The WHO identifies several warning signs that prompt escalation of care: severe abdominal pain or tenderness, persistent vomiting, a rapid increase in hematocrit concurrent with a drop in platelet count, mucosal bleeding (gums, nose), clinical fluid accumulation such as ascites or pleural effusion, and lethargy or restlessness indicating possible neurological involvement. Liv Hospital monitors these signs closely and moves patients to higher‑level care when they appear.

During days 3–7, the critical phase, Liv Hospital checks CBC twice daily to track platelet count and hematocrit, measures vital signs hourly for those with warning signs, and records fluid input/output to avoid hypovolemia or overload. A repeat ultrasound on day 5 evaluates for new effusions.
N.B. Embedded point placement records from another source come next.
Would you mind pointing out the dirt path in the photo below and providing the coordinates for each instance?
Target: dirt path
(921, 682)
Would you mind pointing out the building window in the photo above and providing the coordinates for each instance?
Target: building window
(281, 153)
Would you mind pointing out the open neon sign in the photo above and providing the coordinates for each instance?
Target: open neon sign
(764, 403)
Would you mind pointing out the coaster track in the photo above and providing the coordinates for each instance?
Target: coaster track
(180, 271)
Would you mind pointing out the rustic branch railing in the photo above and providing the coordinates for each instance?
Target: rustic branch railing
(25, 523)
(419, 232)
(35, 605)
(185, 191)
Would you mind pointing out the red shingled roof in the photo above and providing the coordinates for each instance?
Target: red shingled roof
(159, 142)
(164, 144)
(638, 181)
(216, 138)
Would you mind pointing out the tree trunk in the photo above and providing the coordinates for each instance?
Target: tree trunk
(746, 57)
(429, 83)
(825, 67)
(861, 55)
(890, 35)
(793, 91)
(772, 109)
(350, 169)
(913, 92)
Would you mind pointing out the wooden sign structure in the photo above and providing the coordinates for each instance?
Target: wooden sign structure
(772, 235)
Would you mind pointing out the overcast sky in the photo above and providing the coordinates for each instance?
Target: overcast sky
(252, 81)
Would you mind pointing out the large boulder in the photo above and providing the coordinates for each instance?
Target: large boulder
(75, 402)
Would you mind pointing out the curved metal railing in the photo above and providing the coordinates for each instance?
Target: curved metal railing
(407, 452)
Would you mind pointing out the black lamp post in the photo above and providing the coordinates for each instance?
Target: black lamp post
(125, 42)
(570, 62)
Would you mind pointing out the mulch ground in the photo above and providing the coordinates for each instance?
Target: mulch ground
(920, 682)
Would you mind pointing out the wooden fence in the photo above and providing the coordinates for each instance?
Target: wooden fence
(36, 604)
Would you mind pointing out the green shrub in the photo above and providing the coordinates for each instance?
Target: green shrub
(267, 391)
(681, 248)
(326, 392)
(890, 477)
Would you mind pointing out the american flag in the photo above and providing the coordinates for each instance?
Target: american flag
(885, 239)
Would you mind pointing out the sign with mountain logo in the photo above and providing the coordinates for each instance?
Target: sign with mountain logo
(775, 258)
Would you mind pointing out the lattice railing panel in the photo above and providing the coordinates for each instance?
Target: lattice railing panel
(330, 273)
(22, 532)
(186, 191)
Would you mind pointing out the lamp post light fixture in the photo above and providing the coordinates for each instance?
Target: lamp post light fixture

If platelet counts recover above 150 × 10⁹/L, hematocrit stabilizes, and warning signs resolve, patients are observed for an additional 24 hours before discharge, with tele‑consult follow‑up arranged for international travelers.

International patients benefit from a dedicated coordination team that handles visa and travel logistics, airport transfers, and language interpretation. Comfortable lodging options near the hospital are arranged, allowing patients to focus on recovery. After discharge, the hospital offers tele‑consultations and remote monitoring to ensure continuity of care once the patient returns to their home country.

Patients are eligible for discharge after meeting three criteria: platelet count recovery above 150 × 10⁹/L, hematocrit within 5 % of baseline, and complete resolution of warning signs such as bleeding, fluid accumulation, or severe abdominal pain. Before leaving, they receive education on home monitoring, a 24‑hour observation period, and a scheduled follow‑up visit within seven days, often conducted via tele‑medicine for travelers.